After completing her law degree in England, she began her career in publishing, working as an editor in London before returning to the legal profession as a human rights lawyer. During this period, she also pursued a Master’s degree in art history, reflecting her enduring interest in the role of the arts in public and intellectual life.

 

Since moving to Rye in 2012, Siân has become actively involved in the local arts community. She serves on the Rye Arts Center’s Gallery Committee, has co-chaired its art tours, and writes on museums and galleries for the expatriate community.
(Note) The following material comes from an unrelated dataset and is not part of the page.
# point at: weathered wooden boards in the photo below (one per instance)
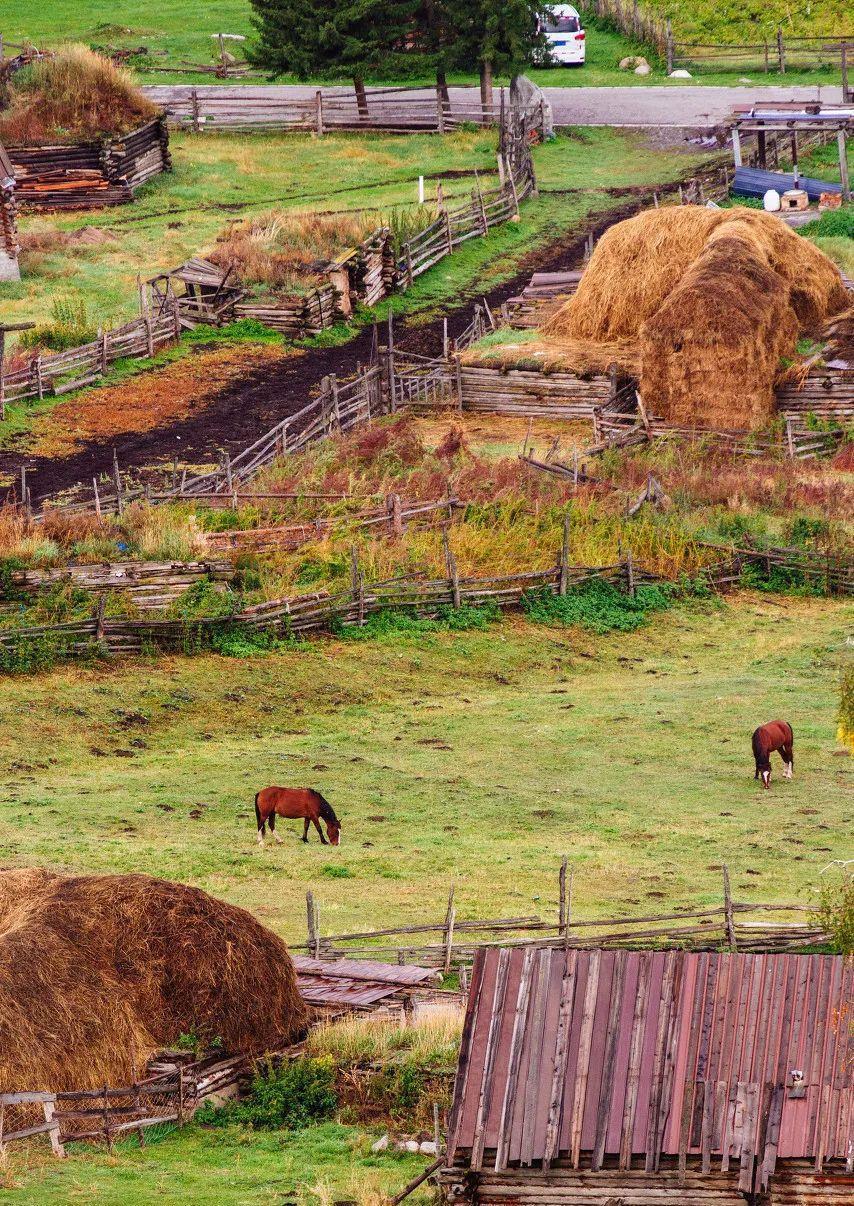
(71, 176)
Alongside this work, she continues to provide pro bono legal support.

 

While raising her triplets in Rye and becoming immersed in the life of the community, Siân recognized the town’s remarkable concentration of readers, writers, book clubs, and creative energy. Having attended literary festivals in England for many years, she felt Rye would be an ideal setting for one of its own. That early idea evolved into Watershed, which she helped bring to life alongside a dedicated founding team and the wider Rye community.

 

Since its launch in 2021, Watershed Literary Festival has grown into a vibrant celebration of contemporary writing and ideas, bringing together authors, poets, journalists, readers, and aspiring writers from Rye and beyond. For Siân, the festival has created an ongoing opportunity to foster conversation, creativity, and community connection through literature.